StARS Selection

If users want to fit a network over a series of regularization parameters instead of a single lambda as shown in last section, a numerical vector of regularization values should be given for the lambda.path parameter of the XMRF function.


Another option to study the Markov Networks over the complete regularization path is to let our XMRF method decide the path from a null model (empty network) to the full model (saturated network). In this case, the XMRF(...,method="",...) function will compute the maximum lambda that gives the null model and the minimum lambda that gives the full model for each of the parametric familes employed. The maximum lambda is computed based on the input data matrix, and is the maximum element from column-wise multiplication of data matrix (data matrix in n x p) normalized by the number of observations. Based on the maximum lambda value, the number of lambda (nlams) and the minimum lambda (lmin), sequence of appropriate lambda values will be computed.


Stability selection via StARS seeks to select the lambda value out of the regularization path which yields the most stable network (or, least variable to bootstrap perturbations). Specifically, the variability of each fitted network is measured based on the stability of edges inferred from the bootstrap samples. The network with the smallest penalization and variability below the user specified cutoff (beta) is selected as the final optimal network (Liu et al., 2010).

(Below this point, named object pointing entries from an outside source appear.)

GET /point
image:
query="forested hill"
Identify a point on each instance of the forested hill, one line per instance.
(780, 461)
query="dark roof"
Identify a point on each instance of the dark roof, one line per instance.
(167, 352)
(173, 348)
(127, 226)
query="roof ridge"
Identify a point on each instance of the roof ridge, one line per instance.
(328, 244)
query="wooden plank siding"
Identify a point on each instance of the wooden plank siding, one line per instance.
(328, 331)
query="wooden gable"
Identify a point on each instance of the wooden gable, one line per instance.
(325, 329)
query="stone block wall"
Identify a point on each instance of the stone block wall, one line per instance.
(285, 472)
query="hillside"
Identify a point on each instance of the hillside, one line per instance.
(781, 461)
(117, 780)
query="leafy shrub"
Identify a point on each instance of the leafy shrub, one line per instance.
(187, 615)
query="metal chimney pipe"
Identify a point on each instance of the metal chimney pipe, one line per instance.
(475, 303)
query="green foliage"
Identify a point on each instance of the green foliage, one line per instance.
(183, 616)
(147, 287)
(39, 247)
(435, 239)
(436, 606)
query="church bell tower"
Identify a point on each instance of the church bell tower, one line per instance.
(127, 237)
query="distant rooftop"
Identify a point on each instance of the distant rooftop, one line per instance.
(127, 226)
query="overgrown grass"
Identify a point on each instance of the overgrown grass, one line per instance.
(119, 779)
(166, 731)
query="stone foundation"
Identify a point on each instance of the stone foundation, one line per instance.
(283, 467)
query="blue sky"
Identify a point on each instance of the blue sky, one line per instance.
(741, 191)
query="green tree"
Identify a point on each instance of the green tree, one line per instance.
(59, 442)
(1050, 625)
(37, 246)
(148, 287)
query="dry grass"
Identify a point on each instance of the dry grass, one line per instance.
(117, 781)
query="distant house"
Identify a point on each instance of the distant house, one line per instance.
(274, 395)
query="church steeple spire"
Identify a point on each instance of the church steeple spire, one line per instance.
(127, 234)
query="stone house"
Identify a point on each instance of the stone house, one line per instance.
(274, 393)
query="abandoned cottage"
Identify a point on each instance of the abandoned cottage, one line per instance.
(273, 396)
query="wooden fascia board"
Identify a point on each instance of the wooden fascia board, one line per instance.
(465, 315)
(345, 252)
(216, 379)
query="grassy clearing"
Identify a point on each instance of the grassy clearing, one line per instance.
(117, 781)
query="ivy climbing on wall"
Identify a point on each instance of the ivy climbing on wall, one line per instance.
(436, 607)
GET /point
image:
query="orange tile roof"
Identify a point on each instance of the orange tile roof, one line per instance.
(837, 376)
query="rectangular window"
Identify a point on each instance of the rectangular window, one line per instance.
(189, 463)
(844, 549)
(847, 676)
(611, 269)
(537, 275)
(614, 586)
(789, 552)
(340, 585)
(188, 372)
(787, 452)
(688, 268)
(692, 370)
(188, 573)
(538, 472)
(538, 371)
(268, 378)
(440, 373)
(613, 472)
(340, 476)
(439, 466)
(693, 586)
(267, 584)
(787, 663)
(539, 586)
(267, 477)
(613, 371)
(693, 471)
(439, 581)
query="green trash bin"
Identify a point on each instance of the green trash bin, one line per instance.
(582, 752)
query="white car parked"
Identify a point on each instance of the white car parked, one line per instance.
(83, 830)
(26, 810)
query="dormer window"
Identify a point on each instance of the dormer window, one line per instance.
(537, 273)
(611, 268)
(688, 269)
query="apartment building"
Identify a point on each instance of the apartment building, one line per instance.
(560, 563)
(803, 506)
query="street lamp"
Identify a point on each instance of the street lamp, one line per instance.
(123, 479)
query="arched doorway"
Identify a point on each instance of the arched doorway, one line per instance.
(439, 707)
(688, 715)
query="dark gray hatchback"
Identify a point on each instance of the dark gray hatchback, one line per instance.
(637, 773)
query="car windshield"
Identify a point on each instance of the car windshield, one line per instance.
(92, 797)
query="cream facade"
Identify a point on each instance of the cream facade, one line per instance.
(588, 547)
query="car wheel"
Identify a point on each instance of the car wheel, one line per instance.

In the following example, we fit the XMRF(...,method="LPGM") to learn the same simulated scale-free network of 30 nodes from 200 observations along a path of 20 regularization parameters. Figure S6 shows the printed output of the the following code:

> library(XMRF)
> n = 200
> p = 30
   
# Simulate a scale-free network of 50 notes and 300 samples
> sim <- XMRF.Sim(n=n, p=p, model="LPGM", graph.type="scale-free")
> simDat <- sim$X
   
# Run LPGM on a whole regularization path
lpgm.fit <- XMRF(simDat, method="LPGM", nlams=20, stability="STAR", th=0.001)

Figure S6: Screen shot of the commands and output of fitting XMRF(...,method="LPGM") model over a path of 20 regularization parameters from R studio. The optimal network is the 10th of the 20 networks.
Image SuggFig3_LPGM_path_shot_v2



2015-05-29